Twenty-seven (27) subjects were included in the PK analyses (Table 1).
-- One subject was discontinued prior to dosing in Period 3 due to a positive urine amphetamine screen. One subject discontinued prior to dosing in Period 3 due to an adverse event (mild hematuria).
♦ Blood samples were collected for RTV assay at pre-dose (0 hour) and at 0.5, 1, 2, 3, 4, 5, 6, 8, 10, 12, 18, 24, 30 and 36 hours after dosing on Study Day 1 in each period.
♦ Drug concentrations for RTV were measured by validated LC/MS/MS method with a lower limit of quantitation (LLOQ) of 1.00 ng/mL.
♦ RTV PK parameters were calculated with standard non-compartmental analysis using WinNonlin v. 5.2 software (Pharsight Corp., Mountain View, CA) to estimate the maximum observed concentration (Cmax), time to the maximum observed concentration (Tmax), terminal phase elimination half_life (t1/2), area under the plasma concentration time curve from time 0 to the last measurable concentration (AUCt) and AUC from time 0 to infinite time (AUC∞).
A linear mixed effects analysis was performed for Tmax, Cmax, AUCt and AUC∞. Two one-sided tests were used to compare the RTV 100 mg tablet
administered under high-fat and moderate-fat meal conditions to the RTV 100 mg tablet administered under fasting conditions and to compare the tablet administered under high-fat to moderate-fat meal conditions.
Safety and tolerability were assessed throughout the study based on reported adverse events (AEs), vital signs and clinical laboratory measurements.
The observed plasma concentration versus time profiles for the RTV tablet are shown in Figure 1.
After administration of the RTV tablet formulation under various meal conditions, the RTV Cmax and AUC values were approximately 20-23% lower when dosed following a high-fat or moderate-fat meal compared to administration under fasting conditions.The slight delay in Tmax is consistent with delayed gastric emptying following a meal.
When the RTV tablet was administered with food, RTV exposure was not affected by meal content (i.e., high-fat vs. moderate-fat meal), since the 90% confidence intervals for log-transformed AUC and Cmax were contained within the 0.80 to 1.25 range for the RTV tablet administered following a high-fat breakfast versus a moderate-fat breakfast.
The regimens were generally safe and well tolerated.
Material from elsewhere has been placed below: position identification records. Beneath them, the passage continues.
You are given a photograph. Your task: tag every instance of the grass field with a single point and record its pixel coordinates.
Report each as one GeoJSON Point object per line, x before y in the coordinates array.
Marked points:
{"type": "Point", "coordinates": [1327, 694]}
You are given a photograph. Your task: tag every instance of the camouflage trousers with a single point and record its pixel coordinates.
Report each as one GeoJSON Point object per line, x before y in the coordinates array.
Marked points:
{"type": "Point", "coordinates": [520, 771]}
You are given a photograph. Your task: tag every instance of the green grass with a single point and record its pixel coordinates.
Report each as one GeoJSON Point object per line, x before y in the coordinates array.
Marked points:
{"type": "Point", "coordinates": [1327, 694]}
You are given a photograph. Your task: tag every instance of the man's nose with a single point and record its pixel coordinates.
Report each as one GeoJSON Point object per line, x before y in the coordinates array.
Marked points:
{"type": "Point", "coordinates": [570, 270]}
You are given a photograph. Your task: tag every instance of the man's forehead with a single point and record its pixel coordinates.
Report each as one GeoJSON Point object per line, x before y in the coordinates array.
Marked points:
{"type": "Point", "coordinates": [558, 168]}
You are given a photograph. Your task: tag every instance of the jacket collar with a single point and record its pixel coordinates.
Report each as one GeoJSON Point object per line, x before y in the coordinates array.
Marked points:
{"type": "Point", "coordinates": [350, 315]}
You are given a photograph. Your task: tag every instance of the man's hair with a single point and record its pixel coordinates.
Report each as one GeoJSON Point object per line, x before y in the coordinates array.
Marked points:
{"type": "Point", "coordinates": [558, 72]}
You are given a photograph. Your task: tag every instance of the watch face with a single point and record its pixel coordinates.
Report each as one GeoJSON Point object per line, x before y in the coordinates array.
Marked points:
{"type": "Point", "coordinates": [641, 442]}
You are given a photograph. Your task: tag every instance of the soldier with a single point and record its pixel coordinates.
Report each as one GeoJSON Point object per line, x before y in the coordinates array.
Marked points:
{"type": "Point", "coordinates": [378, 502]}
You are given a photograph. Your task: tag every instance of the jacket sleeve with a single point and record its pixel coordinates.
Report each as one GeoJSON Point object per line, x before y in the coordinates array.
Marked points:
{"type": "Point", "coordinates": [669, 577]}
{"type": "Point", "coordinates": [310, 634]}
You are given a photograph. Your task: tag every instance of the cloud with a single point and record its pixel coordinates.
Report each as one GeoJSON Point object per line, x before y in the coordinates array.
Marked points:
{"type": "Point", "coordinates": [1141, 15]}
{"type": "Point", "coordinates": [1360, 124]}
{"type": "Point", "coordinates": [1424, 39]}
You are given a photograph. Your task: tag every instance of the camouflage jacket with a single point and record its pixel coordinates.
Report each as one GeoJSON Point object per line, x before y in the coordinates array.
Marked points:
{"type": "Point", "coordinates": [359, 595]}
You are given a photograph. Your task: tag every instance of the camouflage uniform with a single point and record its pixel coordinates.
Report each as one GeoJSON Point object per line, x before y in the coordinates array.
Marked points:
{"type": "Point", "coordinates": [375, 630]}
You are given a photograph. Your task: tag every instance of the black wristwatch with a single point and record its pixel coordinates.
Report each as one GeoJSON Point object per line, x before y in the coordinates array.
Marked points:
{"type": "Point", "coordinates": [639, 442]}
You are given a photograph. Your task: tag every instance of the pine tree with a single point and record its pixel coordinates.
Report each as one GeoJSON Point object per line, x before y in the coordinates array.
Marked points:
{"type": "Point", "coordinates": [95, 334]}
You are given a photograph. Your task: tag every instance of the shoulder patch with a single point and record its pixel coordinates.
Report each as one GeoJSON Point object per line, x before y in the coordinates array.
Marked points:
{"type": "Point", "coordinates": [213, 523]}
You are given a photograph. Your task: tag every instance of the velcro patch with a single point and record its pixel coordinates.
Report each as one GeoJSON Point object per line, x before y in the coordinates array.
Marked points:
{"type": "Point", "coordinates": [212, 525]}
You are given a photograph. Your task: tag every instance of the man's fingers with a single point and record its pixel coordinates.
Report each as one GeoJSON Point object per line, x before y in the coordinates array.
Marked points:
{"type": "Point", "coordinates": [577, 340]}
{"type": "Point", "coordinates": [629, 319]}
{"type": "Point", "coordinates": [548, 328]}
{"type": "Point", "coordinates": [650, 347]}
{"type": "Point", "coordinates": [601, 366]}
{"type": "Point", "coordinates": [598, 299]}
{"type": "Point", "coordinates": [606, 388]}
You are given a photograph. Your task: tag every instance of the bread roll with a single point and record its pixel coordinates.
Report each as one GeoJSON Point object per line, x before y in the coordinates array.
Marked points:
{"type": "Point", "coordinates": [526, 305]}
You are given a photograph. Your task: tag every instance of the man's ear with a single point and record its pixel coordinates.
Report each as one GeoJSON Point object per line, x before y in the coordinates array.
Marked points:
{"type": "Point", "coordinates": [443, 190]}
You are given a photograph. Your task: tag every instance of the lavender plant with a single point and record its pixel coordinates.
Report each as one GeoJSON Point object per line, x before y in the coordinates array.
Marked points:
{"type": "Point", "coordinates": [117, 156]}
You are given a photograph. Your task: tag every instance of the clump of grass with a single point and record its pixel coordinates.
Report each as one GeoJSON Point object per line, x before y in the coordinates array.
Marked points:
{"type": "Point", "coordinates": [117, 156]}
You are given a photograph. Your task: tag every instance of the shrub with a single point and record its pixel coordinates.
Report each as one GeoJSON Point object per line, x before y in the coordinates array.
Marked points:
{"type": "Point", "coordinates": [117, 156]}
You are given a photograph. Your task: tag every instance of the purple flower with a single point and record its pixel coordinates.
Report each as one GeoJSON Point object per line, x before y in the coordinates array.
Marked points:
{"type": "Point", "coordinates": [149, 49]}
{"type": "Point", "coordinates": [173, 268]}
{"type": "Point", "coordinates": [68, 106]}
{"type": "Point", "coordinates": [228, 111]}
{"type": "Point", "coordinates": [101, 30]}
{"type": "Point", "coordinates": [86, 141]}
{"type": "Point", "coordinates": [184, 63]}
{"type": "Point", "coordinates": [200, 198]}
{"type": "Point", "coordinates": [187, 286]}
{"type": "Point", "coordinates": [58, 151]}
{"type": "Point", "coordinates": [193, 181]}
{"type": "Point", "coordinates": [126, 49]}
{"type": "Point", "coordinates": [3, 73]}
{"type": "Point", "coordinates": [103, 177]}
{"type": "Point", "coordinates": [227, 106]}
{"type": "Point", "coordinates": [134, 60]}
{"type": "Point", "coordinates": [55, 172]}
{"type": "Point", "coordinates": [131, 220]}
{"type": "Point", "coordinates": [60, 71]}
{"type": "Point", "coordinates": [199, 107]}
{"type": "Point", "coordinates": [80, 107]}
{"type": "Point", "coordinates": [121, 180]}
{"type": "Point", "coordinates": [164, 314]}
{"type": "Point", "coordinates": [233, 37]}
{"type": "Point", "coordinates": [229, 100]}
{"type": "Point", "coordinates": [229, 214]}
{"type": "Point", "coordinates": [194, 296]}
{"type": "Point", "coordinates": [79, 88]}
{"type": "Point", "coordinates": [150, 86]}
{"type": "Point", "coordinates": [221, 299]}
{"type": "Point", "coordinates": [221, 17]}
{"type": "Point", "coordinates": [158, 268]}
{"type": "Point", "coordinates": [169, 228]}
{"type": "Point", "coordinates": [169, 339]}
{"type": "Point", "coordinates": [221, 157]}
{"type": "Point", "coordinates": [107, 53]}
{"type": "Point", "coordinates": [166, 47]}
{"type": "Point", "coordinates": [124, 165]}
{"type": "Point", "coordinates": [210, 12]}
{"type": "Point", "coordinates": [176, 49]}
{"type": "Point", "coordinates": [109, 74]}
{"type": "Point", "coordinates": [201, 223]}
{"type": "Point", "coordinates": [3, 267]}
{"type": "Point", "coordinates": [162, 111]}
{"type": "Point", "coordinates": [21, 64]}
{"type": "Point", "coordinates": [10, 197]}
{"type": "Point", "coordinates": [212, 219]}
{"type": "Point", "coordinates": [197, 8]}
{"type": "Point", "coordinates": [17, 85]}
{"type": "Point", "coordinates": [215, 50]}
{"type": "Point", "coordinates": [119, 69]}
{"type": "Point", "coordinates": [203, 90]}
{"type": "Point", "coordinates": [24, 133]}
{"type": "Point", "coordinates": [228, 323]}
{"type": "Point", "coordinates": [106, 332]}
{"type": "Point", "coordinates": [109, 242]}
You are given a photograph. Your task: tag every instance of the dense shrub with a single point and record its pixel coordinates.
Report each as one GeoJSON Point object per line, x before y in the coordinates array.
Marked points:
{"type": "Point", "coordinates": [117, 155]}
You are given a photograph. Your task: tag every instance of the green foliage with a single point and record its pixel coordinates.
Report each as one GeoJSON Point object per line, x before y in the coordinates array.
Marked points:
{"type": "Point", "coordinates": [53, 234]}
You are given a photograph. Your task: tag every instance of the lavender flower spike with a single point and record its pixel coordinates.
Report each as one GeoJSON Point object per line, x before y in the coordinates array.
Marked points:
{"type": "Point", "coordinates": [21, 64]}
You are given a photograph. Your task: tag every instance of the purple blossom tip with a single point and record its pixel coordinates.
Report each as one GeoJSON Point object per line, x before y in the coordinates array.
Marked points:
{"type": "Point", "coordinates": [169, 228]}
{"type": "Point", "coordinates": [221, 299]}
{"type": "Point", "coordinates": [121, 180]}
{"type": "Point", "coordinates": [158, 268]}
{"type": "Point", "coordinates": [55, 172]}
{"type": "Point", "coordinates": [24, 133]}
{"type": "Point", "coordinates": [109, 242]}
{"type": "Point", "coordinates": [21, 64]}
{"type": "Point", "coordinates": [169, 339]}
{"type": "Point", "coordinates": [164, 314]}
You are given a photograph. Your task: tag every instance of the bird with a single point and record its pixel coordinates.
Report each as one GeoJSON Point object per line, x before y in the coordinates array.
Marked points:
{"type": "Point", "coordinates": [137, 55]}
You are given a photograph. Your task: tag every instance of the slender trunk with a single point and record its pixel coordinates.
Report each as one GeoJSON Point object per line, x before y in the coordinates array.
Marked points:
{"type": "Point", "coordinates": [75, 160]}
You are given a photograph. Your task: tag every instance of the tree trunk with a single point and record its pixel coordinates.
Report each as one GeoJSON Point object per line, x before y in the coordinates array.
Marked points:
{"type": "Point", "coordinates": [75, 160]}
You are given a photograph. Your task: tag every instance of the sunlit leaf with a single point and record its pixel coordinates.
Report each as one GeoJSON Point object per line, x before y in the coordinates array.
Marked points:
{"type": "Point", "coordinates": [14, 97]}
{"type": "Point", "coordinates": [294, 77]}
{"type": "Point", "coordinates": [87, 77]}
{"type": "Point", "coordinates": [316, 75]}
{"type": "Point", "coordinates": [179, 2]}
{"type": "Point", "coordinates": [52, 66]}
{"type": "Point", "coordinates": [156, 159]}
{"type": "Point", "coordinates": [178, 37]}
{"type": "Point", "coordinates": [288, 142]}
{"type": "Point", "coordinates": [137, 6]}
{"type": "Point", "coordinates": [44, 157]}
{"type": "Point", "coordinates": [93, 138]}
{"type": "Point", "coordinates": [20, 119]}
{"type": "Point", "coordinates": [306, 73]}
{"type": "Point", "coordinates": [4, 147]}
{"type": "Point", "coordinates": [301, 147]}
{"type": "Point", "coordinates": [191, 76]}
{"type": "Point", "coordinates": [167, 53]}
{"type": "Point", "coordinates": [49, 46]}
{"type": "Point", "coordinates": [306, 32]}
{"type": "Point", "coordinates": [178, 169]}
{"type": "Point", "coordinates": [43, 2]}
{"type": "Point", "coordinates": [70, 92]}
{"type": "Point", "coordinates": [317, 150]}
No differences were seen among regimens for their adverse event profiles. The majority of AEs (6/7, 86%) were mild in severity.
1. Klein CE, Chiu YL, Awni W, Ng J, Xiong J, Roth W, Podsadecki T, Kim D, Bernstein B. A Pivotal Biostudy Comparing Ritonavir 100 mg Film-Coated Tablet to a Ritonavir 100 mg Soft Gelatin Capsule in Healthy Adult Subjects. IAS 2008, Mexico City, Podium Presentation (THAB04).